P.A. ¿Cómo era el alumno Orestes Cachay?

O.C. Era tranquilo, estudioso, recuerdo que mis padres nos hacían un seguimiento de lo aprendido durante la semana, nos revisaban las tareas y nos evaluaban, y recibíamos castigos si salíamos mal, no podíamos salir de casa o nos daban un baño con agua fría.

Mi mamá mató un chancho para apoyarme con los estudios

Terminada la secundaria el padre de Orestes quiso que éste fuera a estudiar Docencia en Tingua, pero Orestes quería otra profesión que no había en Ancash: Medicina. En aquella época, don Manuel se ganaba los frijoles como taxista. Lo que ganaba no alcanzaba para solventar los estudios que Orestes anhelaba cursar. “Es entonces que mi madre, que criaba chanchos, gallinas y cuyes, vendió por 800 soles un cerdo que estaba destinado para otros fines, y me dijo: “acá tienes el dinero, vete a Lima a estudiar”.
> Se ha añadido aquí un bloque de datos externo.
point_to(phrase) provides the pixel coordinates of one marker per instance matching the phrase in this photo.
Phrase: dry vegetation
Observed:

“¿Administración, qué es eso?”

Orestes Cachay llegó a Lima con la intención de estudiar Medicina.  Pero cuando hacía la cola para matricularse en el examen de admisión de la Universidad Villarreal algo cambió. “Me desanimé al escuchar a unos muchachos decir que llevaban cuatro y cinco años postulando a Medicina y aún nada. Entonces pregunté que cuál era la última carrera creada y me dijeron “ciencias administrativas”, y allí postulé”, nos comenta. Tras ingresar a la Villlarreal, Orestes fue a Huaraz para celebrarlo con su familia, la que emocionada lo recibió creyendo que iba a ser un futuro galeno. “No estudiaré Medicina” –confesó Orestes. “¿Entonces qué estudiarás?”- le preguntaron. “Estudiaré administración”- respondió. “¿Administración, qué es eso?”- se inquietaron sus familiares.
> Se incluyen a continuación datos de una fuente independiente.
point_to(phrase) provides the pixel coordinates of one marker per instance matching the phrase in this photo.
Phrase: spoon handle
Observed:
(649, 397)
Al año siguiente, en 1969, ingresó a la Universidad Nacional Mayor de San Marcos a la carrera de Ingeniería Industrial, que graciosamente tampoco estaba entre sus planes ya que como primera opción de estudios había colocado Medicina y como segunda alternativa Odontología. Como no alcanzó el puntaje requerido se decidió por Ingeniería Industrial, la misma que le ha traído tantos éxitos.

Aquellos años de estudios, simultáneamente en dos universidades, Orestes los recuerda con reflexión. Significaron días de sacrificio, de introspección, y también de estrés y agotamiento en los que había que visitar a los familiares para que éstos lo ayuden y lo cobijen por unos meses, turnándose en diversas casas, acostumbrándose a la mudanza.

Orestes y Áncash

P.A. ¿Qué propondría para que Áncash pueda aprovechar sus recursos y se desarrolle?
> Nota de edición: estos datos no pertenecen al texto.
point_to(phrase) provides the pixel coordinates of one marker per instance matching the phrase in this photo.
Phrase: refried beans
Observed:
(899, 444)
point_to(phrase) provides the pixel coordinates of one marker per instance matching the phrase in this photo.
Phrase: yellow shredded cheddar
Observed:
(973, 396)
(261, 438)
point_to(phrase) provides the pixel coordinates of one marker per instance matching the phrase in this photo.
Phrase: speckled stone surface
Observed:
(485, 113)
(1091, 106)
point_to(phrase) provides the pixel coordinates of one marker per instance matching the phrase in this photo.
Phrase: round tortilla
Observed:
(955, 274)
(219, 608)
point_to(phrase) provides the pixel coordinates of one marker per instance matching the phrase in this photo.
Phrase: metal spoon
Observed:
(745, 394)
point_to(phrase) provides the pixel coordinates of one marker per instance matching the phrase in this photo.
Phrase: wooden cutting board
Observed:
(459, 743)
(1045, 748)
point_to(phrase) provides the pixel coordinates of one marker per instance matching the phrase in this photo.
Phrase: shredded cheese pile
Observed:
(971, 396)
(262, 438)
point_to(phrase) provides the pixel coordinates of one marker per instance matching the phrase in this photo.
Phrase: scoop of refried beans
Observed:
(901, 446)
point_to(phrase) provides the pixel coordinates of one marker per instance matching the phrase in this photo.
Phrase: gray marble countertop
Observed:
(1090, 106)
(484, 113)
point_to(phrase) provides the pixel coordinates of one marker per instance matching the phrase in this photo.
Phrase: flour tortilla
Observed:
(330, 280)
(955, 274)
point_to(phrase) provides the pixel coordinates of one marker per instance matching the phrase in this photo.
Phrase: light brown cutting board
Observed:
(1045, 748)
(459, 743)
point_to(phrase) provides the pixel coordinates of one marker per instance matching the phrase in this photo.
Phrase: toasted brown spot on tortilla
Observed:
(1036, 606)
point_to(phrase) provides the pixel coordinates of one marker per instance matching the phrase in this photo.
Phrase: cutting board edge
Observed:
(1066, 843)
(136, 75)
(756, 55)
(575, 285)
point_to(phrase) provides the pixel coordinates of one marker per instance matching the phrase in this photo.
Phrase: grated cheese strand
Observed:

O.C. Como dijo Raimondi, estamos sentados en un banco de oro y no lo aprovechamos como debe ser, yo mismo no aproveché el talento de mi madre que como costurera confeccionaba prendas muy valoradas por la gente. Hoy me da pena Huaraz ya que no responde a la altura de lo que debiera ser una ciudad capital. Es que nos equivocamos al elegir a las autoridades, mis paisanos eligen a quien no deben. Tenemos recursos, agua, minería, turismo, en la UNASAM hay gente muy capaz pero creo que falta que sean motivados.